Müller-Westermann lächelte. »Die können Sie nicht bezahlen.« Er schüttelte vorsichtig den Kopf.
»Kann ich doch«, sagte Nuh Poo lächelnd. »Ich will alle drei. Sagen Sie mir den Preis. Ich bin sicher, ich habe sie bereits gekauft.«
Grabrede
Erwin Sentlinger war kein Menschenfreund. Er stand am Fenster und sah hinaus. Wie jeden Morgen. Er kaute an den Fingernägeln. Immer wenn er nervös war, tat er das. Schon als kleines Kind hatte er das gemacht. Genau dann, wenn ihm Prügel bevorstanden. Und das war nicht selten gewesen.
Seine Mutter war durch einen Stromschlag ums Leben gekommen, als er acht Jahre alt war. Die Strafe des Herrn, hatten alle hinter vorgehaltener Hand gesagt. Für ein zu lockeres Leben, hatte man immer wieder geflüstert. Seine ältere Schwester Trude hatte sich ihr halbes Leben lang für die Mutter geschämt, wollte es anders machen. Und sie hatte es anders gemacht.
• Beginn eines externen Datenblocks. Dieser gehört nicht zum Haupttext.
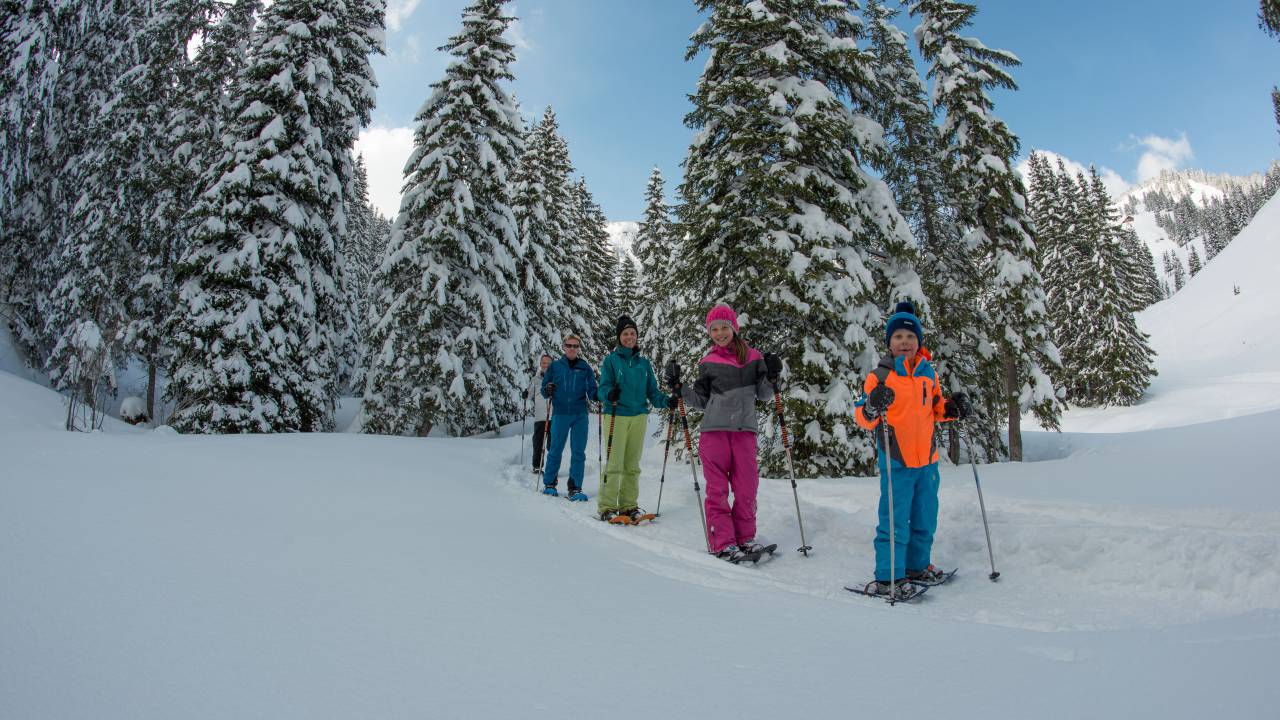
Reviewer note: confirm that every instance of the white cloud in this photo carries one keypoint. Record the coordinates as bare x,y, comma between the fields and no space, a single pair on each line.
1111,180
385,151
1162,154
516,33
398,12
Sie hatte Erwin sehr streng erzogen.
Die Erziehung hatte sich nach dem Vorbild der Großeltern gerichtet. Beide Großväter waren Lehrer gewesen, die sich in den Methoden der schwarzen Pädagogik bestens ausgekannt hatten. So war auch Trude angehalten worden, sich dieser Methoden zu bedienen, um ihren Bruder auf den rechten Weg zu bringen. Noch heute hatte Sentlinger Striemen an seinem ledrig gewordenen Hinterteil, die von dem verhassten Rohrstock rührten. Jede Sünde hatte er auf diese Weise büßen müssen. Jedes Mal mit der Konsequenz, dass er kaum sitzen konnte. Das hatte in der Schule zusätzlich zu Schwierigkeiten mit den Lehrern geführt.
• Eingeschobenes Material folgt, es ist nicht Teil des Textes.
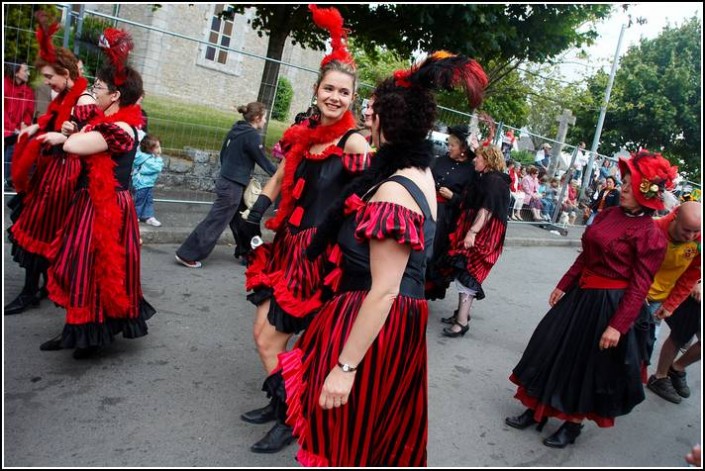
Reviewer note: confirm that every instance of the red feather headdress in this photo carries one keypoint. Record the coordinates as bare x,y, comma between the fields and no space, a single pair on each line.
331,20
45,33
444,70
652,175
117,44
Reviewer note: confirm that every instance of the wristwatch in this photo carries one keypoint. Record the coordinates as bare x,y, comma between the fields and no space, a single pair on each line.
347,368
Aber es hatte ihn hart gemacht. Hart fürs Leben. Disziplin und Ordnung waren ihm mit dem Stock eingetrichtert worden. Er hatte viel gelitten und fand es absolut in Ordnung, dass auch andere leiden sollten, um zu lernen. Das hatte sich bewährt, seit Jahrtausenden. So hatte er es sich zurechtgelegt. Denn der Gedanke, dass ihm als Kind Unrecht geschehen sein könnte, wäre unerträglich für ihn.
»Guten Morgen«, sagte seine Sekretärin Liese strahlend. »Na, Chef, worüber sinnieren Sie denn heute?«, fragte sie, als sie ein paar Akten auf seinen Tisch legte und einen Tee brachte. Liese war seit ewigen Zeiten bei ihm. Früher fand er sie umwerfend. In den letzten Jahren aber hatte seine erotische Zuneigung zu ihr abgenommen. Manchmal aber, da flammte sie wieder auf. Als sie sich näherte und er ihren vertrauten Duft wahrnahm, durchzuckte es ihn. Als er ihren Namen seufzte, »Ach, Liese …« Seine Wonne war so groß, dass er einen Kloß im Hals spürte.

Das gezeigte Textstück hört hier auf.